Root cause: OpenHuman only speaks the chat-completions API (with an optional /v1/responses fallback) — there is no /v1/completions path. When the model bound to the coding role (run_codecode_executor, model hint coding) is a completion-only model, /v1/chat/completions 404s and the responses fallback can't rescue it. The surfaced error was opaque and gave no remediation. The reporter also observed the orchestrator presenting the failure as success and fabricating output — the bare error text alone didn't stop a weak model from narrating a fake result.

Solution

  • compatible.rs: add is_completion_only_model_404 (tight match on the OpenAI signature — ordinary "model does not exist" 404s are intentionally not matched) and completion_only_model_message (names the model + "assign a chat-capable model"). A shared completion_only_404_guard is invoked at all three chat 404 handlers and short-circuits before the doomed /v1/responses fallback.
  • dispatch.rs: route subagent-failure results through format_subagent_failure, which states the task did not run and instructs the model not to report success or fabricate output, while preserving the underlying error.
  • Deliberately not adding a legacy /v1/completions transport — the real cause is a misconfigured model, so the fix is an actionable diagnostic, not a new (deprecated) endpoint surface.

Submission Checklist

If a section does not apply to this change, mark the item as N/A with a one-line reason. Do not delete items.

  • Tests added or updated (happy path + at least one failure / edge case) per Testing Strategy
  • Diff coverage ≥ 80% — Coverage Gate (diff-cover ≥ 80%) passes in CI; focused Rust tests (completion_only*, subagent_failure_envelope) pass locally.
  • Coverage matrix updated — N/A: behaviour-only change (error-handling/diagnostic; no feature row added/removed/renamed)
  • No new external network dependencies introduced (wiremock mock server used for the 404 path)
  • Manual smoke checklist updated if this touches release-cut surfaces — N/A: no release-cut surface touched
  • Linked issue closed via Closes #NNN in the ## Related section

Impact

  • Desktop/CLI (Rust core). No schema, migration, or protocol change.
  • Behaviour change is limited to error paths: a completion-only model now yields a clear, fixable message and stops before a futile fallback; failed delegations are reported as failures instead of being mistakable for success. Successful calls are unaffected.

Related

  • Closes: Cannot write code on filesystem #3193
  • Follow-up PR(s)/TODOs: deferred sub-symptoms from Cannot write code on filesystem #3193 needing the reporter's transcript — delegate_tools_agent "400 Insufficient budget", spawn_parallel_agents non-determinism, and whether parallel_tools is honored. Confirmation of a literal success:true flag bug (vs. orchestrator narration) also pending the transcript.

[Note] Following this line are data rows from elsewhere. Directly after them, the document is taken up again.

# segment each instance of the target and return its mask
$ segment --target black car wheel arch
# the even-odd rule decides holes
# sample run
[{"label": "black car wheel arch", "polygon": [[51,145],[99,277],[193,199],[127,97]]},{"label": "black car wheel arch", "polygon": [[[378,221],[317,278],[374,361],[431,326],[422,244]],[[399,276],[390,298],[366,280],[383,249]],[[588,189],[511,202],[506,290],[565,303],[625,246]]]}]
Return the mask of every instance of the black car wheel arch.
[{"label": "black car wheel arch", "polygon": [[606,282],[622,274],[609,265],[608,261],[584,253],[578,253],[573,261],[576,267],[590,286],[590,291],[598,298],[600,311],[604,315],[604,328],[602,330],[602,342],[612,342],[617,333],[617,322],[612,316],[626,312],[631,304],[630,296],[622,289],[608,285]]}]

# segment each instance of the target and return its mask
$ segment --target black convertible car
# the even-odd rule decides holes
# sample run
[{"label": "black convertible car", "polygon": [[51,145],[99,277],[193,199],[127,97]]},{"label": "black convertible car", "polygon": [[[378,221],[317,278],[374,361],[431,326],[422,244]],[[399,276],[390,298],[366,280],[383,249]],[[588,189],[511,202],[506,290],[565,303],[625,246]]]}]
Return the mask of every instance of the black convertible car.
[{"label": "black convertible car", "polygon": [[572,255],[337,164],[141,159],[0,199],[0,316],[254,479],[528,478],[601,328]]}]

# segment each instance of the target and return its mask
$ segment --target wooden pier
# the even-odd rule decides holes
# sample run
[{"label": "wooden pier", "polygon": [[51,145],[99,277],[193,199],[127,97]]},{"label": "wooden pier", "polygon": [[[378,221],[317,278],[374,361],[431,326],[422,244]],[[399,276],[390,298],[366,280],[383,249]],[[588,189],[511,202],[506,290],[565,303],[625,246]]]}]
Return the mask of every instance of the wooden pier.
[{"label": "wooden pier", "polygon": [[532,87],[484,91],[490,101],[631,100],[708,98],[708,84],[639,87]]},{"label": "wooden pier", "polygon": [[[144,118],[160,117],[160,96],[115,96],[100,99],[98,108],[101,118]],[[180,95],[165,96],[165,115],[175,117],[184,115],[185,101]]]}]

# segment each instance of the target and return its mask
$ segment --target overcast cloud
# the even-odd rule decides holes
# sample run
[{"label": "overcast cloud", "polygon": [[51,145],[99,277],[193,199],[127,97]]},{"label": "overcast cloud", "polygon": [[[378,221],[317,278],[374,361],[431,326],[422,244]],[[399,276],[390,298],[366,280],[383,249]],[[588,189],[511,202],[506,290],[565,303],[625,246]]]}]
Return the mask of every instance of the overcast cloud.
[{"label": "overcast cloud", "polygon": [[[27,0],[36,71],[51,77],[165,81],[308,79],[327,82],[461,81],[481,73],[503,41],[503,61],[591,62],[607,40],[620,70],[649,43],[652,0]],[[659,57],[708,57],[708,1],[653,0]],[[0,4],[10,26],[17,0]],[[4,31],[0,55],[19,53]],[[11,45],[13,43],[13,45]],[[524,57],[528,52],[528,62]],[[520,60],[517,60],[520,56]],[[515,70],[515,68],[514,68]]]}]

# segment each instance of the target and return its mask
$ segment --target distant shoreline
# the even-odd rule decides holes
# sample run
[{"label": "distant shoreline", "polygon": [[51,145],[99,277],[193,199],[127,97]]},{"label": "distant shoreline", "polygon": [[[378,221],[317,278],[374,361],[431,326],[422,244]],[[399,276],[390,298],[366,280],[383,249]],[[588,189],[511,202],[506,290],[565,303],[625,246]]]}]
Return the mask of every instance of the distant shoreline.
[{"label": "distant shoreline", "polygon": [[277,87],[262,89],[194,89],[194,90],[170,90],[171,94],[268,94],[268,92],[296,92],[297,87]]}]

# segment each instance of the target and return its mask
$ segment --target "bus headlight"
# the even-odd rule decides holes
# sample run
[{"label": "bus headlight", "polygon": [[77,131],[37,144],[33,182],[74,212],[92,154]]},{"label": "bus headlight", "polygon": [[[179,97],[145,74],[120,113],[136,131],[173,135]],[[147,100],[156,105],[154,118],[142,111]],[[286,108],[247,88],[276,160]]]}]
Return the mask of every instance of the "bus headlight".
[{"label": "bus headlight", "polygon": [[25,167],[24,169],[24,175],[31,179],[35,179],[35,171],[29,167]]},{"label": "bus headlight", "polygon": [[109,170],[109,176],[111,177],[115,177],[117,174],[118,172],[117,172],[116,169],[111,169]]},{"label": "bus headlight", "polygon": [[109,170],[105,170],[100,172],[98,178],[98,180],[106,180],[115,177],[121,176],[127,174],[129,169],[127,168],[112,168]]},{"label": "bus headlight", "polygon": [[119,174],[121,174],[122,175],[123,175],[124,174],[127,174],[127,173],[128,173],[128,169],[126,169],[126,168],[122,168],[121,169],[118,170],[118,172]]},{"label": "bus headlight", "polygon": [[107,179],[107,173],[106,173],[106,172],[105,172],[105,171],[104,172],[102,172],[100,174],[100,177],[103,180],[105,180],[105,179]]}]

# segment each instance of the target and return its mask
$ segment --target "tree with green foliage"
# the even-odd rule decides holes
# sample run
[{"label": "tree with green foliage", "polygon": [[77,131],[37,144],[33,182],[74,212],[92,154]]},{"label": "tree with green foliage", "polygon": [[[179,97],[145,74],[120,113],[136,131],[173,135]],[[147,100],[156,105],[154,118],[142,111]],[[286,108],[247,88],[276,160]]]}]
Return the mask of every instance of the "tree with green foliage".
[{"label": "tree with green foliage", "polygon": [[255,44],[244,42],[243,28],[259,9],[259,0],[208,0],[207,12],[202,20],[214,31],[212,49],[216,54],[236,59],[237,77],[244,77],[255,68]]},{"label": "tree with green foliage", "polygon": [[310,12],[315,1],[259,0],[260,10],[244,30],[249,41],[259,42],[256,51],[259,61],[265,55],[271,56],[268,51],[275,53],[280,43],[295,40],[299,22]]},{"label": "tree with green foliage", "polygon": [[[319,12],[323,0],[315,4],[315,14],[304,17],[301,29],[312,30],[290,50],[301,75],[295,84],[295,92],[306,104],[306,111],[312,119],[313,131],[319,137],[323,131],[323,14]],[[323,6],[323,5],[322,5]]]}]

AI Authored PR Metadata (required for Codex/Linear PRs)

Linear Issue

  • Key: N/A
  • URL: N/A

Commit & Branch

  • Branch: fix/3193-run-code-completion-only-404
  • Commit SHA: d555ae48472ce694570791ccbe7d99b742f9a3c4

Validation Run

  • N/A: no app/ changes — pnpm --filter openhuman-app format:check
  • N/A: no app/ changes — pnpm typecheck
  • Focused tests: cargo test --lib completion_only (6 passed) · cargo test --lib subagent_failure_envelope (1 passed)
  • Rust fmt/check (if changed): cargo fmt applied; cargo check --lib clean
  • N/A: no Tauri-shell changes — Tauri fmt/check

Validation Blocked

  • command: pnpm test:coverage / pnpm test:rust (full suites)
  • error: not run locally (heavy; full Rust test matrix OOMs locally)
  • impact: diff-coverage verified by CI gate (passing)

Behavior Changes

  • Intended behavior change: completion-only-model 404 → actionable fail-fast error; failed subagent delegation → unmistakable failure result.
  • User-visible effect: clear "assign a chat-capable model" guidance instead of an opaque fallback chain; agent no longer reports fabricated success after a hard failure.

Parity Contract

  • Legacy behavior preserved: ordinary 404s keep their existing fallback/enrich path; non-404 errors still flow through api_error (Sentry/classification) unchanged; successful responses unchanged.
  • Guard/fallback/dispatch parity checks: completion-only guard added uniformly to all three chat entrypoints; /v1/responses fallback still runs for non-completion-only 404s.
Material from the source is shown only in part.